昨日のアリアの指示通りに奴隷(パートナー)を決める為の依頼を受ける事になったが、運が良くか悪くか銀行強盗立てこもり事件の緊急の依頼が入ったためそれを受けることになった。
「今回の作戦について説明するぞ」
銀行の見取り図を仮設司令室として設置され、二人しかいないテントに置かれた長テーブルに広げアリアに見せる。
「ねぇ、何でアンタが仕切ってるのよ!」
この状況に納得のいかない向かい側に立つアリアがテーブルをバンと叩き、講義をしてきた。

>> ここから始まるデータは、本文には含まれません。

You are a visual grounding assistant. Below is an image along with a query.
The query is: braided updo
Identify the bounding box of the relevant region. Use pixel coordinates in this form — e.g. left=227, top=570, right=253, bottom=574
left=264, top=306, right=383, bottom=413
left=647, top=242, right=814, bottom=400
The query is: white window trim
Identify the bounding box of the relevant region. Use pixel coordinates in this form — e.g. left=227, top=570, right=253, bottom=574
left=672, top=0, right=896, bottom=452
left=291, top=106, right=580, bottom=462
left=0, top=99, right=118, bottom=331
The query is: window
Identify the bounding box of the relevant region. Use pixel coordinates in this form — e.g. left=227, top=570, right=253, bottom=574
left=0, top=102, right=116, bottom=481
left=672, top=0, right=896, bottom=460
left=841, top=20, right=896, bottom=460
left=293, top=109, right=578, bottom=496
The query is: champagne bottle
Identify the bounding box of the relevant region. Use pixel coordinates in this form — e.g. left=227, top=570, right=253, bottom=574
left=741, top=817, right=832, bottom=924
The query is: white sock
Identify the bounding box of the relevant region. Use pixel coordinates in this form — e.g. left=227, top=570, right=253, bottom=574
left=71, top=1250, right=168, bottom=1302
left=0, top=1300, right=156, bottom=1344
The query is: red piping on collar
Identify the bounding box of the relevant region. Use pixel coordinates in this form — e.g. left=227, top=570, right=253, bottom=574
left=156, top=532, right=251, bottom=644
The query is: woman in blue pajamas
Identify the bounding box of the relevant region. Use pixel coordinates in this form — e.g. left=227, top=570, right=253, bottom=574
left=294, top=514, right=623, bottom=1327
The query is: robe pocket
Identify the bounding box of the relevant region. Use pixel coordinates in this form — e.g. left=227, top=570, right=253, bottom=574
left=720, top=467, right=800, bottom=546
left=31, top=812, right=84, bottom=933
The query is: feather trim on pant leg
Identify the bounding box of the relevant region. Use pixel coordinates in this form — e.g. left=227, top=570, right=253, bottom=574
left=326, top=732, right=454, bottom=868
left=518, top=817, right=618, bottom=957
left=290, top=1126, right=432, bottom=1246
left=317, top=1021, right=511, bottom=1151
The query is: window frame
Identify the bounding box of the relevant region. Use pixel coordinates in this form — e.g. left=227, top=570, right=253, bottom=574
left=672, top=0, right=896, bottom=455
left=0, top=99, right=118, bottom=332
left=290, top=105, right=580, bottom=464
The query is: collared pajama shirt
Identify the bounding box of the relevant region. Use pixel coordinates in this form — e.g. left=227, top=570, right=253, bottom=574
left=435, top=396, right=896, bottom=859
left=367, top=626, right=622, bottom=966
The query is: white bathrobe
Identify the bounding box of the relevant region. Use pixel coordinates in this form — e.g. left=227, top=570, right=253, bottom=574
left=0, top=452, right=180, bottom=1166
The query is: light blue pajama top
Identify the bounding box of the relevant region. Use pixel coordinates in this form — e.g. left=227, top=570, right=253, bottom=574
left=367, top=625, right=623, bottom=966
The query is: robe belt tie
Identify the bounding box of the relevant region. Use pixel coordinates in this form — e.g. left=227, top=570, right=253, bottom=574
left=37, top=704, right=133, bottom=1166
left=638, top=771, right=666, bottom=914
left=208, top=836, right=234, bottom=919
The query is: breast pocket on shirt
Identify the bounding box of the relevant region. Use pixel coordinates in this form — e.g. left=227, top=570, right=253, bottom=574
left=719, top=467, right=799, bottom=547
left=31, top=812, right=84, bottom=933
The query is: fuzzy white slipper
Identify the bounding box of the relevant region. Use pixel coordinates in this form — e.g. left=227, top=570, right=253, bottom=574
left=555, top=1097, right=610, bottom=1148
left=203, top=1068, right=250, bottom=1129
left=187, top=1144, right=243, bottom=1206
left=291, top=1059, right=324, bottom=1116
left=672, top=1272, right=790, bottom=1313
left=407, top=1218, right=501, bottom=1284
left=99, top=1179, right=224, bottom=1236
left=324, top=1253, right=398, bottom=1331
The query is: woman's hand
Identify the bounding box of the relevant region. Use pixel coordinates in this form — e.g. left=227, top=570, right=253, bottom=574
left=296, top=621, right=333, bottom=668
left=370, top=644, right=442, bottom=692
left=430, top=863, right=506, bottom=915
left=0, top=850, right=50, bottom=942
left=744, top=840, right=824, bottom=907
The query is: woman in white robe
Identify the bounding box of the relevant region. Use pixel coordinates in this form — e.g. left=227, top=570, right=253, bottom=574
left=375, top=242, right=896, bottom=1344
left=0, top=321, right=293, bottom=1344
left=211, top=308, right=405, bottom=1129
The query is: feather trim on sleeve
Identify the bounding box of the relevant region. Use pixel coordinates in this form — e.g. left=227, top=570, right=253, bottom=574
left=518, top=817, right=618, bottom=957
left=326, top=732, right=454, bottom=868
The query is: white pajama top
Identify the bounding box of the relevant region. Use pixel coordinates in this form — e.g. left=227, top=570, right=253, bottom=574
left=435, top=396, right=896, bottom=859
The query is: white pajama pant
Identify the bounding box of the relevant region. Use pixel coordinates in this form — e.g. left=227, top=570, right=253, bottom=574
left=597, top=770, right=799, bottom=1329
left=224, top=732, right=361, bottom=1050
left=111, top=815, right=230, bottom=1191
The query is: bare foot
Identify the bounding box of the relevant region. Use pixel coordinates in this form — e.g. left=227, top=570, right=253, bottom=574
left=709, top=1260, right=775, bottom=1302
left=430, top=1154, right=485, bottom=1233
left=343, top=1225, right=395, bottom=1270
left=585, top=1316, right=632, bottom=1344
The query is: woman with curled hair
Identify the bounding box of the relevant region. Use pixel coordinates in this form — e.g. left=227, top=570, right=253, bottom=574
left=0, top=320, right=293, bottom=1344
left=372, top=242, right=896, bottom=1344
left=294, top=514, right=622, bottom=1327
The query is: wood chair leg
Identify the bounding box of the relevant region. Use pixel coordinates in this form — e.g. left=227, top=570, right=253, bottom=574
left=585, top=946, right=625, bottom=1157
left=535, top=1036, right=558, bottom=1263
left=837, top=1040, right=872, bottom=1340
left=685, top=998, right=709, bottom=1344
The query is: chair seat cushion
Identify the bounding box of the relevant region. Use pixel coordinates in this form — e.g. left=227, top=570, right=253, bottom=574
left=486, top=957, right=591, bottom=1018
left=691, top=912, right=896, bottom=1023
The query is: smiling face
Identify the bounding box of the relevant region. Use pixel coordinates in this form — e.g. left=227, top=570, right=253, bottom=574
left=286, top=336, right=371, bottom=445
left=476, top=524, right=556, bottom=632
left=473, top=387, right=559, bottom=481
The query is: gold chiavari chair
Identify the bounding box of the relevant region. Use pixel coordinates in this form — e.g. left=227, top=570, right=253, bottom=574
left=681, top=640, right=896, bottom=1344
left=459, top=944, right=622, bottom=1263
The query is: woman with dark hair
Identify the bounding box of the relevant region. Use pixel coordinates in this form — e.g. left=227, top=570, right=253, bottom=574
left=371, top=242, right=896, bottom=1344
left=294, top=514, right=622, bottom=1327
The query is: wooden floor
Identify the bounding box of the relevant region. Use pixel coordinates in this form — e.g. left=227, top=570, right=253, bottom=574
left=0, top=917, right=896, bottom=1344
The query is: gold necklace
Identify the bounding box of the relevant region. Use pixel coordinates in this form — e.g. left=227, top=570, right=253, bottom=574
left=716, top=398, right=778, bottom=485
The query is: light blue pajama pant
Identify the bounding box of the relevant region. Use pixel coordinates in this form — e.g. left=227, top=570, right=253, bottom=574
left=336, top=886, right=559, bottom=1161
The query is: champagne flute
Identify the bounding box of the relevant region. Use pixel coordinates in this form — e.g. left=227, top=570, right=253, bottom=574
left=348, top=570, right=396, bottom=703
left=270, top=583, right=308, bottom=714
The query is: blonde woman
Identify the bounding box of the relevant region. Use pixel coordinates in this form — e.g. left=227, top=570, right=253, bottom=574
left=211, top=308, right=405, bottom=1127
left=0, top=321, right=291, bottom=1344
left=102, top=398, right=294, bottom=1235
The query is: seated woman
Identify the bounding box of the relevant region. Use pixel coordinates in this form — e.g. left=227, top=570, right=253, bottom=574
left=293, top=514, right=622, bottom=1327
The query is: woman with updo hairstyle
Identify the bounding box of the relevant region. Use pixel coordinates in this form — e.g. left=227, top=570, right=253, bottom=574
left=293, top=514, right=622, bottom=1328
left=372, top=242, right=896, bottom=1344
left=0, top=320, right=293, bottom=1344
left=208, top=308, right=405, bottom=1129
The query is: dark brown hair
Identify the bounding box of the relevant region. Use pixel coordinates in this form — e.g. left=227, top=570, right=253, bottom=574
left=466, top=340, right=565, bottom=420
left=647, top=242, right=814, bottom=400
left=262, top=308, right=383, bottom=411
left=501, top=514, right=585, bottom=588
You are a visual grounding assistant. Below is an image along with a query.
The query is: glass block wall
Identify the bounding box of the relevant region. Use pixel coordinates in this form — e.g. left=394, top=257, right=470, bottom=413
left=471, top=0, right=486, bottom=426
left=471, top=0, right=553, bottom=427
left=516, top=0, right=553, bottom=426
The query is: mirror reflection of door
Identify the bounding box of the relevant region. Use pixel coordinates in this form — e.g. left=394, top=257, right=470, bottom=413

「仕切るも何も二人しかいないんだからいいだろ?なるべく被害を少なくする為に他の警官は突入出来ないんだし…銀行の周りにはいるけど」
「でも…ちょ!?フ…フニャ〜」
「ゴロゴロゴロ〜」
頭に血が上りこのままだと話が進まないと判断しまたアリアの喉元を摩ると、気に入ったらしく受け入れる。
「ち…ちょっとやめ…フ…フニャ〜」
「俺が指揮するのをOKしたら辞める」
「わ…分かったから…やめ…フニャ〜」
ひとまず引き下がる様なので摩る手を止め、再び図面を見つめた。
「監視カメラを遠隔操作して中の様子を見たが犯人は五人、銃で武装して丁度カウンターの前にいる」
指で図面のカウンターの場所を指し示す。
「人質はカウンターの後ろで拘束、んでこれが犯人の武装だ」
プリントアウトした犯人の写真をテーブルの上に置いた。
「AK47とウィンチェスターM1897がそれぞれ二人…ベネリM4が一人…それに防弾ベストまで…」
明らかに異常な武力にアリアの顔がゆがむ。
「こんな銃持ってたら警察官やSWATじゃ手に負えないし怪我人がでるわねそれで、犯人の要求は?」
「燃料満タンのヘリに仲間の解放と空港に飛行機を用意しろだ、高飛びするきだな」
「仲間?」
「あぁ数日前に俺が担当した武装ヘリ誘拐事件の犯人が奴らの仲間らしくてな」
「武装…ヘリ…」
口元に手を当て少し考えた後、以前の俺と同じ
事を思った様だ。
「多分支援者がいるわね」
「アリアもそう思うか?」
猫や犬を撫でる様に無意識にアリアの喉元に伸びた手を睨まれながら、払われてしまった。
「…それで作戦は?」
「…ご丁寧にカウンターの裏に人質いるんだしフラッシュグレネードで目を潰してその隙に」
「でも…」
「でも闇雲に撃たれて跳弾等の危険があるだから、ちょいと手荒な作戦で行く」
言葉を被せアリアにその作戦を話すと驚いた
顔をした後、ニッコリと笑い承諾してくれた。
「アリア、これ」
「ん?これは」
アタッシュケースから取り出した物をアリアに手渡すと、自分に渡されたソレをマジマジと見つめた。
「コーナーショットね」
「使った事あるか?」
「えぇあるわ」
「じゃあ中の様子は頼む」
互いに耳にインカムを付け拳を軽くぶつけ合い、自分のポジションに付いた。
「全く…アイツはなかなか面白いことを考えるわね…」
一足先に自分のポジションである銀行の正面側の窓に着き犯人達からバレない様しゃがみコーナーショットを曲げ、カメラで中の様子を確認しながら武の作戦を頭の中で確認する。
「いいか?絶対に犯人達が対応出来ない奇襲をかける」
「奇襲?…」
「そうだ、犯人が引き金を引く事すら出来ない程に迅速且つ安全な奇襲だ」
「随分と自信があるようね?」
「勿論じゃあ作戦内容を話すぞ」
ボールペンで見取り図のカウンターの前の天井当たりに、直線を引いた。
「この線は?」
「これは最近取り付けた防弾防火シャッターの位置だ、丁度カウンターが隠れる様になっていて俺がこれを下ろし終えたら天井の通気口とアリアが正面からの二手から奇襲するんだ!!」
「別方向からの同時の襲撃…いいわ!タイミングはアンタに任せるわ」
「犯人の位置は…変わってないわね…」
作戦内容を頭の中で確認した後ふたたびコーナーショットを使い中を見るが、特に変わった様子はなく人質は無事だ。
(準備はどう武?)
(シャッターを下ろすから入口の中から見えなくて、何時でも中に入れる所にいてくれ)
「了解!」
幾つか開いている窓のうちの丁度入口の近くにあり、武が下りてくる通気口の反対側で突入後に上手いこと犯人達を撹乱出来る為、その窓の近くで待機した。